The speed limiter systems use technology to warn drivers if they exceed speed limits and if they fail to do so, the system can reduce engine power to slow the vehicle down.

It has been on the agenda for some time and the new driving standards involve improving several safety aspects in vehicles, but the speed limiter laws are perhaps the most notable.

Speed limiters communicate with GPS data and traffic cameras to calculate speeds and if drivers are exceeding the speed limit (perhaps going 77mph on the motorway, for example), then the system would send an alert to slow down before reducing engine power if necessary.

What Do Speed Limiters Mean For Drivers?

The regulations were introduced on 6 July across the European Union, meaning that any new cars, work vehicles and public transport vehicles are required to be fitted with speed limiters.

That includes buses, vans, HGVs, and private cars. Some vehicles already have speed limiters fitted and many commercial vehicles do, with larger HGVS often limited to 70mph or 56mph (90km/h).

However, the rules haven’t yet been introduced in the UK.

Discussions have been ongoing in the background over whether to follow suit with the EU’s regulations on speed limiters but no decision has been reached yet.

It’s set to be discussed in the House of Commons in the next few months (although no date has been set) and it’s expected that the UK will introduce the laws at some point.

The settings can be disabled by drivers, although they’ll reset each time the engine is restarted (effectively on each new drive). Speed limiters are already installed on many cars but the technology has not been activated – this is due to the ease of having a ubiquitous manufacturing process for the entirety of the EU.

What About The New Vehicle Safety Regulations?

New regulations include higher safety standards for cars, HGVs and all vehicles to ensure they’re safer for drivers and pedestrians.

The regulations mean that buses and lorries must have ‘better lines of sight’ through the Direct Vision Standard so they’re less likely to be involved in collisions with pedestrians, cyclists and other road users.

Other changes include more comprehensive crash tests during the design and manufacturing of new vehicles, as well as design changes to prevent head injuries for both cyclists and pedestrians.

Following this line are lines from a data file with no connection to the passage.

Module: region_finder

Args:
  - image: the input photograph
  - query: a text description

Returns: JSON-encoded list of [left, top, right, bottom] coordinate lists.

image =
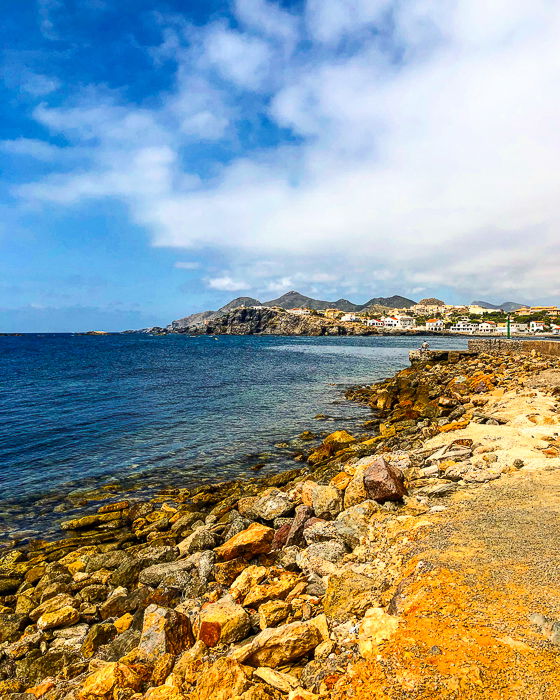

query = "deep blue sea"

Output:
[[0, 334, 466, 536]]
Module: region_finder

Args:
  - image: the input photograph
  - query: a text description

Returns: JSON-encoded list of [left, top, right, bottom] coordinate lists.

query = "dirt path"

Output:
[[339, 426, 560, 700]]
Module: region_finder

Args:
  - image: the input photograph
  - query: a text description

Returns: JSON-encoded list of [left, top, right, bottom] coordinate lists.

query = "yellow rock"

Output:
[[113, 613, 134, 634], [78, 662, 142, 700], [358, 608, 399, 659], [144, 685, 186, 700], [37, 605, 80, 631]]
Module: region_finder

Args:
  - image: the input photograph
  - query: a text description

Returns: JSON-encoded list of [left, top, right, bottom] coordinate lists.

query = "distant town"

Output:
[[264, 299, 560, 335]]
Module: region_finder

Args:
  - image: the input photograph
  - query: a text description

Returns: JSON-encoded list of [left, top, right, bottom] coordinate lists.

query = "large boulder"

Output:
[[214, 523, 274, 561], [251, 488, 294, 520], [138, 604, 194, 658], [323, 571, 379, 620], [231, 616, 326, 668], [312, 484, 344, 520], [189, 657, 251, 700], [307, 430, 356, 464], [285, 505, 313, 547], [78, 662, 142, 700], [198, 598, 251, 647], [364, 457, 408, 503]]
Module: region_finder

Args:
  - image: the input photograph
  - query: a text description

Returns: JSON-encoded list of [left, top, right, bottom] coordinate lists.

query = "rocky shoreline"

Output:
[[0, 354, 560, 700]]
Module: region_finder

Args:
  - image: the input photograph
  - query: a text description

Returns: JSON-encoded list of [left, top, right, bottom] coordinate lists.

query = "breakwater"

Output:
[[468, 338, 560, 357], [0, 354, 560, 700]]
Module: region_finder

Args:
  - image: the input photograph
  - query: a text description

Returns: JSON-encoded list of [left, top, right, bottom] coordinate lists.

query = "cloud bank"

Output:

What Do The Safety Regulations Mean?

There are several aspects to the new Vehicle Safety Regulations, although the UK could make amendments in their own version of the rules.

Speed limiters are common in many HGVs and fleet vehicles, with vehicle safety being of paramount importance, but this could see limitations introduced across the board.

Some vehicle manufacturers have already begun to use speed limiter technology in new vehicles, including Citroen and Ford.

Industry experts are calling for clarity on the rules given that plans for the changes have been afoot for several years and we’re still unclear as to whether they’ll be introduced and if so when they’ll be introduced.

The Department for Transport (DfT) was involved in developing the new safety requirements but because the UK has now left the EU, there is no obligation to introduce the rules.